그러나 이것은 다음 형식의 출력을 제공합니다.

{"wrapper":{"student":[{"id":13,"name":Fred}]}}

또한 자세한 내용은 https://github.com/FasterXML/jackson-annotations 를 참조하십시오.

도움이 되었기를 바랍니다

---

이 솔루션은 json 스트림을 읽을 때 일반적이며 도메인 클래스에서 올바르게 매핑되지 않은 필드는 무시할 수있는 동안 일부 필드 만 가져와야합니다.

import org.codehaus.jackson.annotate.JsonIgnoreProperties;
@JsonIgnoreProperties(ignoreUnknown = true)

자세한 해결책은 jsonschema2pojo와 같은 도구를 사용하여 json 응답의 스키마에서 Student와 같은 필수 도메인 클래스를 자동 생성하는 것입니다. 온라인 json에서 스키마 변환기로 후자를 수행 할 수 있습니다.

---

json 속성과 java 속성의 이름이 일치하지 않으므로 필드 학생에게 아래와 같이 주석을 달아주십시오.

public Class Wrapper {
    @JsonProperty("wrapper")
    private List<Student> students;
    //getters & setters here
}

---

As no one else has mentioned, thought I would...

Problem is your property in your JSON is called "wrapper" and your property in Wrapper.class is called "students".

So either...

1. Correct the name of the property in either the class or JSON.
2. Annotate your property variable as per StaxMan's comment.
3. Annotate the setter (if you have one)

---

Either Change

public Class Wrapper {
    private List<Student> students;
    //getters & setters here
}

to

public Class Wrapper {
    private List<Student> wrapper;
    //getters & setters here
}

---- or ----

Change your JSON string to

{"students":[{"id":"13","name":"Fred"}]}

---

Your input

{"wrapper":[{"id":"13","name":"Fred"}]}

indicates that it is an Object, with a field named "wrapper", which is a Collection of Students. So my recommendation would be,

Wrapper = mapper.readValue(jsonStr , Wrapper.class);

where Wrapper is defined as

class Wrapper {
    List<Student> wrapper;
}

---

set public your class fields not private.

public Class Student { 
    public String name;
    public String id;
    //getters & setters for name & id here
}

---

What worked for me, was to make the property public. It solved the problem for me.

---

For my part, the only line

@JsonIgnoreProperties(ignoreUnknown = true)

didn't work too.

Just add

@JsonInclude(Include.NON_EMPTY)

Jackson 2.4.0

---

This worked perfectly for me

objectMapper.configure(DeserializationFeature.FAIL_ON_UNKNOWN_PROPERTIES, false);

---

I fixed this problem by simply changing the signatures of my setter and getter methods of my POJO class. All I had to do was change the getObject method to match what the mapper was looking for. In my case I had a getImageUrl originally, but the JSON data had image_url which was throwing the mapper off. I changed both my setter and getters to getImage_url and setImage_url.

Hope this helps.

---

The new Firebase Android introduced some huge changes ; below the copy of the doc :

[https://firebase.google.com/support/guides/firebase-android] :

Update your Java model objects

As with the 2.x SDK, Firebase Database will automatically convert Java objects that you pass to DatabaseReference.setValue() into JSON and can read JSON into Java objects using DataSnapshot.getValue().

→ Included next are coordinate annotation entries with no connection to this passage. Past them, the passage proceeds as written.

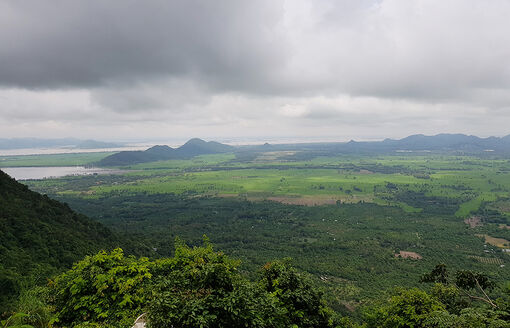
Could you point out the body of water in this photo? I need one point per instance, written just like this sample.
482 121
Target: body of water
32 172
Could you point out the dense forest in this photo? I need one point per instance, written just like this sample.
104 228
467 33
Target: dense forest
338 251
40 237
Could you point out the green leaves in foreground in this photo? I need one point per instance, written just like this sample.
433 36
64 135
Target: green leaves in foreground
106 287
198 287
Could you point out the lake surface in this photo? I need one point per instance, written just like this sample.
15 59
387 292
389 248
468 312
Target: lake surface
29 173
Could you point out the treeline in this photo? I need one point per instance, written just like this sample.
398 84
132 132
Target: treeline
201 287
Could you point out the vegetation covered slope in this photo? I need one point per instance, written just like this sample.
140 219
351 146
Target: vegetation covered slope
40 236
194 147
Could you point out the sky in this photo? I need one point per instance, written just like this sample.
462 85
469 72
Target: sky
318 69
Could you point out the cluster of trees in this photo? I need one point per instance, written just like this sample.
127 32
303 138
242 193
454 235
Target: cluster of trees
39 237
201 287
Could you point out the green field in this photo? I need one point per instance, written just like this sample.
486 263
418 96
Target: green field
360 211
52 159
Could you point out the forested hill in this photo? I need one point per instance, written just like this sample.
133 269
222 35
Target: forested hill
40 236
193 147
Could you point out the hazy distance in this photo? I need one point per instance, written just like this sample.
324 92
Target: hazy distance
275 70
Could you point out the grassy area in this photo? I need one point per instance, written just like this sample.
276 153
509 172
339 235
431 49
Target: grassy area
409 182
52 160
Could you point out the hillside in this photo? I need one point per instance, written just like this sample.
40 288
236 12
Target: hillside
40 237
194 147
444 143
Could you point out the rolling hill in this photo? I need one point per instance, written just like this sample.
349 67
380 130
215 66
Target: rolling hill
191 148
40 237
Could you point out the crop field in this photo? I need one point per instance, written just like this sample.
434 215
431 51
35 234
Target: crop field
342 218
80 159
464 183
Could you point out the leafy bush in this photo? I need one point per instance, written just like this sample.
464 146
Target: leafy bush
199 287
105 288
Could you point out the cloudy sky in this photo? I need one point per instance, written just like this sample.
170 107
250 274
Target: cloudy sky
341 69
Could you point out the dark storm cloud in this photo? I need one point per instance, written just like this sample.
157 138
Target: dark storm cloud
368 67
62 44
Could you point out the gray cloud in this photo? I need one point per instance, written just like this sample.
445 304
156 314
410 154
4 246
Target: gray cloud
282 67
64 44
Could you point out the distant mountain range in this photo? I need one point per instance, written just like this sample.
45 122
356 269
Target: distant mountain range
458 143
193 147
22 143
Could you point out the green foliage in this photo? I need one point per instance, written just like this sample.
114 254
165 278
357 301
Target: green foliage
202 288
439 274
409 308
15 321
468 318
105 288
40 237
32 302
296 294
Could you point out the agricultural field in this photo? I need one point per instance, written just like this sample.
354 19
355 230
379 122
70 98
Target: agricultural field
410 182
344 219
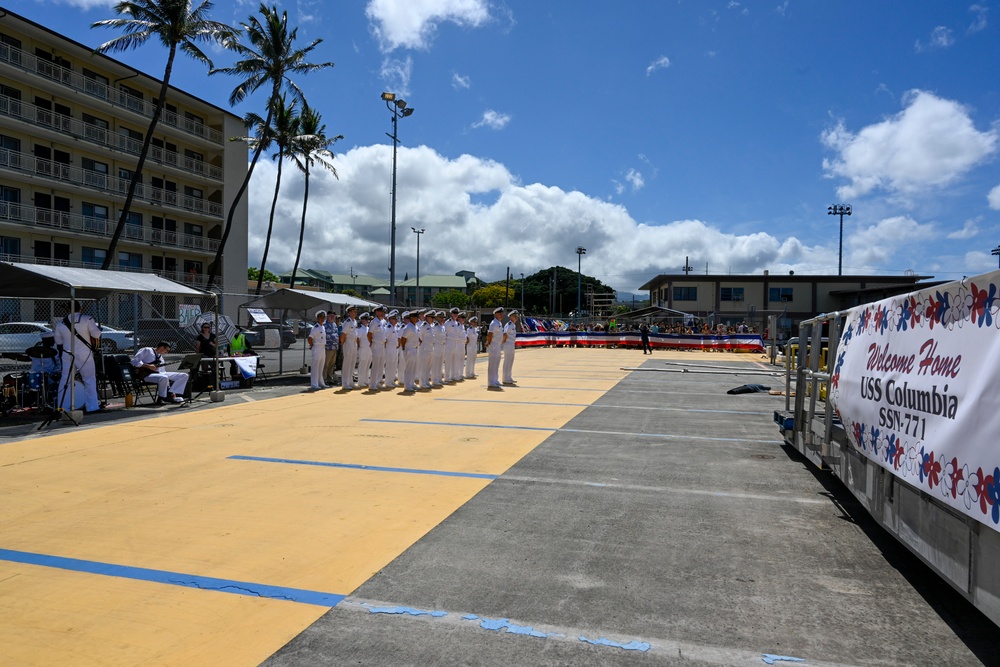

In the new SDK, when reading JSON into a Java object with DataSnapshot.getValue(), unknown properties in the JSON are now ignored by default so you no longer need @JsonIgnoreExtraProperties(ignoreUnknown=true).

To exclude fields/getters when writing a Java object to JSON, the annotation is now called @Exclude instead of @JsonIgnore.

BEFORE

@JsonIgnoreExtraProperties(ignoreUnknown=true)
public class ChatMessage {
   public String name;
   public String message;
   @JsonIgnore
   public String ignoreThisField;
}

dataSnapshot.getValue(ChatMessage.class)

---

AFTER

public class ChatMessage {
   public String name;
   public String message;
   @Exclude
   public String ignoreThisField;
}

dataSnapshot.getValue(ChatMessage.class)

If there is an extra property in your JSON that is not in your Java class, you will see this warning in the log files:

W/ClassMapper: No setter/field for ignoreThisProperty found on class com.firebase.migrationguide.ChatMessage

You can get rid of this warning by putting an @IgnoreExtraProperties annotation on your class. If you want Firebase Database to behave as it did in the 2.x SDK and throw an exception if there are unknown properties, you can put a @ThrowOnExtraProperties annotation on your class.

---

The POJO should be defined as

Response class

public class Response {
    private List<Wrapper> wrappers;
    // getter and setter
}

Wrapper class

public class Wrapper {
    private String id;
    private String name;
    // getters and setters
}

and mapper to read value

Response response = mapper.readValue(jsonStr , Response.class);

---

This may be a very late response, but just changing the POJO to this should solve the json string provided in the problem (since, the input string is not in your control as you said):

public class Wrapper {
    private List<Student> wrapper;
    //getters & setters here
}

---

One other possibility is this property in the application.properties spring.jackson.deserialization.fail-on-unknown-properties=false, which won't need any other code change in your application. And when you believe the contract is stable, you can remove this property or mark it true.

---

Google brought me here and i was surprised to see the answers... all suggested bypassing the error ( which always bites back 4 folds later in developement ) rather than solving it until this gentleman restored by faith in SO!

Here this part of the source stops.